6 Music Apps That Could Help With Dyslexia

Music immersion can form kids into more well-rounded individuals. But did you know that it also builds stronger connections between the right and left sides of the brain and may even help kids with dyslexia?

Studies have shown that music practice increases brain plasticity (the brain’s ability to change) and speech processing, particularly when that practice starts at a young age.

Musical tempo and rhythm are decoded much the same way that speech is decoded, and researchers have begun noticing correlations between reading problems and a lack of rhythm and beat perception. The similarities between musical and speech coding, combined with the fact that scientists have seen an improvement in reading skills when kids practice music, point to the very real possibility that music could help kids with dyslexia.

Here are 6 of our favorite music apps that could help with dyslexia.

GarageBand could help with dyslexia

GarageBand is a music app that makes experimentation with sound and rhythm accessible and fun

GarageBand GarageBand may be the most well-known music recording program out there.
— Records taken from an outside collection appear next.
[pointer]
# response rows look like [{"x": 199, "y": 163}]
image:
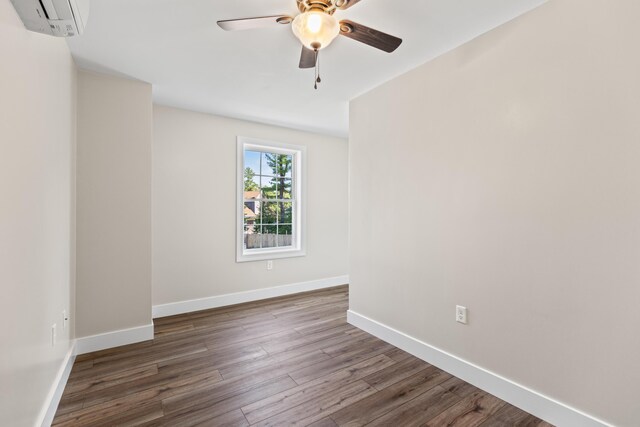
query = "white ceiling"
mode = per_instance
[{"x": 253, "y": 74}]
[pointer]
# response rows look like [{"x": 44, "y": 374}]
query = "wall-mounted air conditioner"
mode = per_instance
[{"x": 62, "y": 18}]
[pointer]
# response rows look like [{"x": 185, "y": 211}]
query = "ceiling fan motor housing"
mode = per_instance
[{"x": 327, "y": 6}]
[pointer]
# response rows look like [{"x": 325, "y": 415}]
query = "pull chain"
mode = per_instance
[{"x": 317, "y": 74}]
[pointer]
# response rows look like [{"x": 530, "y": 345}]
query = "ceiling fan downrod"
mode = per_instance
[{"x": 317, "y": 78}]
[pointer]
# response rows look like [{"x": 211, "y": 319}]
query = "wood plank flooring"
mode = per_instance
[{"x": 289, "y": 360}]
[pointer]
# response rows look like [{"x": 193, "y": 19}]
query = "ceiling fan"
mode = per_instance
[{"x": 316, "y": 28}]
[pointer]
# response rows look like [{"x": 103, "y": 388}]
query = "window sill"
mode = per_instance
[{"x": 264, "y": 255}]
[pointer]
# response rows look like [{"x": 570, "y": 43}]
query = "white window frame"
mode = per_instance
[{"x": 298, "y": 175}]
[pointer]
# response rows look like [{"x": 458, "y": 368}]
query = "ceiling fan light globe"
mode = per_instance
[{"x": 315, "y": 28}]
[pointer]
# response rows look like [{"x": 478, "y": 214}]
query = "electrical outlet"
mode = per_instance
[
  {"x": 65, "y": 319},
  {"x": 461, "y": 314},
  {"x": 54, "y": 336}
]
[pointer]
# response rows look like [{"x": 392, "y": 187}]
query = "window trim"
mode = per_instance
[{"x": 299, "y": 178}]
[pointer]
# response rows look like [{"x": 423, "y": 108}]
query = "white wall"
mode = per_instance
[
  {"x": 194, "y": 212},
  {"x": 37, "y": 131},
  {"x": 113, "y": 204},
  {"x": 504, "y": 176}
]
Available on the Mac and iOS devices, it is certainly one of the most accessible ways for amateur composers and budding musicians to make music. Users can record real or synthesized instruments and use them to build music tracks in layers. With a vast library of sounds and effects, including virtual session drummers, GarageBand can immerse kids in rhythm and sound without the high cost of an instrument or private music lessons.

iMaschine iMaschine allows anyone to be a music writer, arranger, engineer, and producer. With its vast library of sounds and effects, iMaschine lets users create up to 32 bars of a song from scratch with its soundboard-like user interface.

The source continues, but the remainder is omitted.